(Tupelo, Mississippi, 1933 - 2022, Washington, D.C., United States)
July 1973
Serigraph, flocking, and glitter on Arches Cover Paper with clothes hanger
23 x 14 1/4 in. (58.4 x 36.2 cm)
Collection of the Akron Art Museum
Donated by Dedee O'Neil
2022.3.2
In 1973, while a visiting artist at the University of Wisconsin, Madison, Gilliam began working with William Weege, a master printer who had also collaborated with Alan Shields. Weege introduced Gilliam to a wide variety of techniques, including stitching paper with a sewing machine, a method he adopted from Shields.

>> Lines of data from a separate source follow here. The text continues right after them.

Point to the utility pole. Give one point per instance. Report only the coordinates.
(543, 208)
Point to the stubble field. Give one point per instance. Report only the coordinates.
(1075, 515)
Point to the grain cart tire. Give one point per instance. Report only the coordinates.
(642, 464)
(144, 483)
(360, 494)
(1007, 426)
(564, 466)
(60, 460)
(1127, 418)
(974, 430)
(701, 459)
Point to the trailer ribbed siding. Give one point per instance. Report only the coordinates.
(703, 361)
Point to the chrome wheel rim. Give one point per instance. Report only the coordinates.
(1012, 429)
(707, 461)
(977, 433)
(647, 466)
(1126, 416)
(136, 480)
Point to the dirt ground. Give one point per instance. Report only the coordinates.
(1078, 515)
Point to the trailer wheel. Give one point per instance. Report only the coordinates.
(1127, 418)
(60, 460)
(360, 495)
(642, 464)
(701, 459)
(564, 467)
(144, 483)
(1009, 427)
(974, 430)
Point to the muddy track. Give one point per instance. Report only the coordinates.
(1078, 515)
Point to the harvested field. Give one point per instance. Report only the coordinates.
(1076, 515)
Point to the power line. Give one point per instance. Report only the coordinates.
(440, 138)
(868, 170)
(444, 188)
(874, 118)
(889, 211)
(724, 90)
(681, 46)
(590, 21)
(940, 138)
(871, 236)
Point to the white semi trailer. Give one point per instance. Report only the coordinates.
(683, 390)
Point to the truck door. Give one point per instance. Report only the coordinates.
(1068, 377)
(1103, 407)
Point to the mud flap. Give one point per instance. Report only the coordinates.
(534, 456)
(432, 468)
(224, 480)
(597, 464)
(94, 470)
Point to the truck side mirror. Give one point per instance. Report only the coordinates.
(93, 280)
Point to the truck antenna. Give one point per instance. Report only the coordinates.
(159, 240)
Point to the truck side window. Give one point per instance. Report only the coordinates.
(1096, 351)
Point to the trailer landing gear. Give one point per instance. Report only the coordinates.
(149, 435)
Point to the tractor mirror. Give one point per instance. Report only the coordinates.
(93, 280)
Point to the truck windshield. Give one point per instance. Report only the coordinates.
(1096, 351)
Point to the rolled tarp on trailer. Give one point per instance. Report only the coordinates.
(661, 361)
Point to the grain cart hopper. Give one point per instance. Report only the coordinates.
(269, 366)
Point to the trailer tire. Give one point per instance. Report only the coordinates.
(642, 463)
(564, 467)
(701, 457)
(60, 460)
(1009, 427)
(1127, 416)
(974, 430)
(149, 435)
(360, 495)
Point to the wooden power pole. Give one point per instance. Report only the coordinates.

By the early ‘70s, Gilliam’s paint handling had also evolved from thin washes of color to what one art historian described as a “drop-cloth aesthetic”—haphazardly applied blots and drips of paint. To translate this visual effect to screenprinting, Weege sometimes randomly selected screens that were hand-drawn by Gilliam, then printed them one atop the other in multiple layers. The two thus worked together to translate Gilliam’s intensive material experimentation from painting into many different forms of printmaking. The three works in this proposed acquisition demonstrate some of the breadth of their efforts. Sam Senior is large, dense and varied; Pink Horse Shoes cleverly employs sewing to incorporate a clothes hanger; and Red Lady runs counter to the assumption that printmaking must take place upon a flat, even surface by using impressively thick, handmade paper as a support. This particular group of prints has found its way to the Akron Art Museum because of longtime Museum supporter Rory O’Neil’s own collaboration with Weege. In the early 70’s, the two co-owned a print-making operation in rural Barneveld, Wisconsin, known as the Jones Road Print Shop and Stable, which included both a farm and a print facility. A journalist described Jones Road as “a workshop in which anything is possible, at least until it has been attempted.” Artists including Gilliam and Shields came to the University of Wisconsin as visiting professors, stayed at the farm, and made prints. Many examples of these in turn entered the collection of Rory and Dedee O’Neil as gifts in lieu of rent.